Franck Dell Castillo - Boucherie des Allées

Qu’on se le dise ! Le boucher aime les blondes, il a du goût et ses clients se pourlèchent les babines… rien que d’y penser. Cela rassure. Cela décore. Cela donne le ton…

Et le ton : on en demande, on en redemande même ! Toujours gai, jovial, avec une petite pointe d’accent bordelais en prime. C’est un peu commercial bien sûr, mais on ne peut quand même pas vous reprocher de vouloir la vendre, votre viande.

Alors j’ose vous le dire ici : BRAVO.

Bravo d’avoir fidélisé une cliente comme moi. Vous êtes mon réconfort, ma halte du soir, mon petit échange verbal bien goûtu d’après travail. Elle va comment, la petite dame au vélo ? Toujours aussi pressée ? Aussi en retard ? Je lui sers quoi, ce soir ?

Allez : servez-moi quelques petits mots bien ficelés, bien tendres. Un peu saignants aussi cela donne bonne mine. Et vous, comment va ?

Vous me parlez de vos enfants. De vos projets de vacances, de vos projets tout court… pas facile de monter une boucherie de quartier à l'heure des grandes surfaces. Oui. Mais vous avez l'esprit d'entreprise, des idées à la pelle, vous en voulez et cela se voit. Toujours au travail, le matin tôt, le soir tard, le samedi et le dimanche aussi. C’est bien simple : la Boucherie des Allées ne ferme jamais. Votre main soupèse, découpe sans relâche. Votre œil parcourt chaque détail : sourire, tenue, vélo.

Je vous imagine choisissant vos bêtes encore sur pied, vos produits du terroire et les matières premières de vos plats cuisinés aux Capus avec le même souci du détail. Normal, que ce soit excellent !

Vous terminez invariablement par un clin d’œil... et le fiston ?

Il va comment, le fiston ? Il a le sourire de sa maman celui-là… vous ne pouvez pas le renier, ça non ! Allez : un filet, deux bavettes, le tout bien emballé.

Et hop, on passe au client suivant.

A bientôt, mon cher Frank.
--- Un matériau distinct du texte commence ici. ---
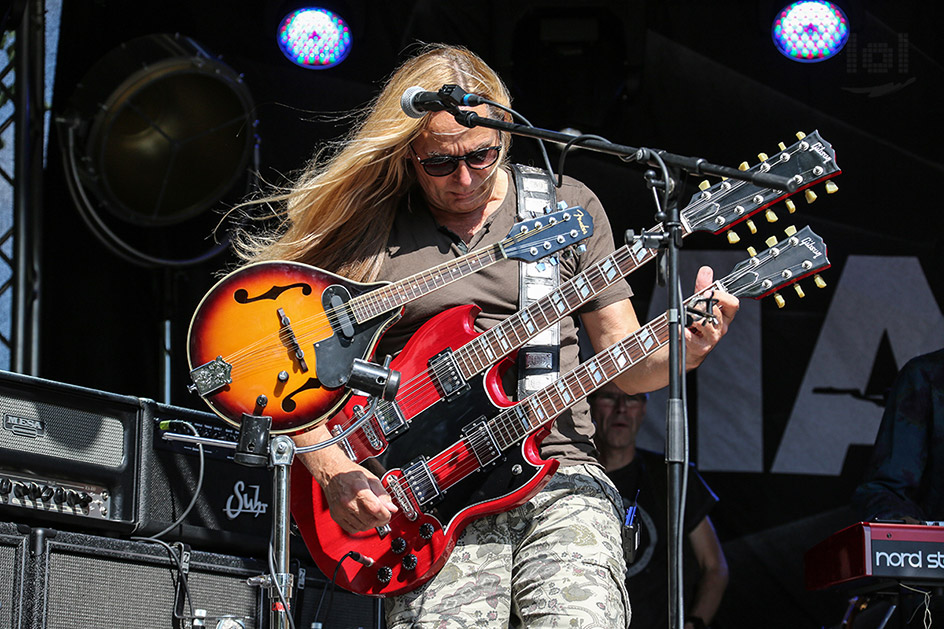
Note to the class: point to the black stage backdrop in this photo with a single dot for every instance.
(782, 417)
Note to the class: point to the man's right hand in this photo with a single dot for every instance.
(356, 498)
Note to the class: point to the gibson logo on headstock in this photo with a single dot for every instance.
(821, 151)
(24, 427)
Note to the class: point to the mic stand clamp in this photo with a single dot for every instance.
(256, 449)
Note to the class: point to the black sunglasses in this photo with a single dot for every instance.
(442, 165)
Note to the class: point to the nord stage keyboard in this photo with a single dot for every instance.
(873, 553)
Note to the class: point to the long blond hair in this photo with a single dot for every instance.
(338, 213)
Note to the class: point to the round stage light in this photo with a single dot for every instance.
(314, 38)
(810, 31)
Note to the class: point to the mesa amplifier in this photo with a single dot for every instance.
(232, 512)
(68, 454)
Je repasserai vous voir un de ces soirs pour faire le plein de chaleur humaine avant de rentrer chez moi. Ne changez rien à vos recettes, à votre bonne humeur... on en demande, on en redemande même !

Continuez à nourrir vos clients de petites attentions bien à propos. Préparez pour eux de belles tranches de vie, de celles où l’on mord à pleines dents sans même réfléchir. Régalez les fidèles de confidences imprévues, alimentez votre blog de blagues bien à vous et soyez là, bien là, quand nous viendrons prendre livraison après avoir passé commande sur le net… les plaisirs du virtuel ne sauraient remplacer ceux de la chair et des os ! Ceci fait, autorisez-vous quelques temps de repos : rien que pour vous. Laissez vos clients se désespérer de vous le samedi midi, et le dimanche aussi.

Prenez le temps de vivre, sortez de votre boutique et RES-PI-REZ.

Des bouchers comme vous… on veut les voir vieillir avec nous !

Bien à vous,

M.

 

Nous avons discuté plus longuement que d’ordinaire ce soir là. C’était un vendredi, veille de week-end. Vous m’avez proposé de l’araignée, de la poire, du merlan. A croire que je m’étais trompée de boutique ! ai-je ironisé avant de vous laisser faire vous-même votre choix. Il n’y a pas de bons bouchers, juste de bonnes clientes dit la sagesse populaire. Et il en va de la viande comme des humains : si la tendresse a un prix, c’est bien celui de la fidélité.

Je vous ai regardé réaliser votre ouvrage le geste sûr, le verbe comme toujours abondant. Je n’étais pas pressée, vous m’avez semblé en forme alors je me suis assise face à votre comptoir et je vous ai tendu votre lettre. Vous avez rangé vos couteaux, essuyé vos mains sur votre grand tablier blanc, baissé les yeux avant de les relever à demi.

Et vous m’avez dit :

Je voulais faire de la mécanique, rien d’autre ne m’intéressait. Ce sont mes mains qui n’ont pas voulu, une allergie toute bête… et me voilà boucher ! Ce que j’aime dans mon métier : c’est les gens. On parle, on se regarde vieillir, on se le dit. J’aurais aimé appeler ma boutique « A la bonne Franckette » mais je n’ai pas osé. Les Allées, tout le monde s’y retrouve. C’est gentil d’avoir pensé à moi, je suis rarement le premier et ça me fait tout drôle. Et puis votre courrier je le trouve tendre et ce que je préfère dans la viande… c’est le filet !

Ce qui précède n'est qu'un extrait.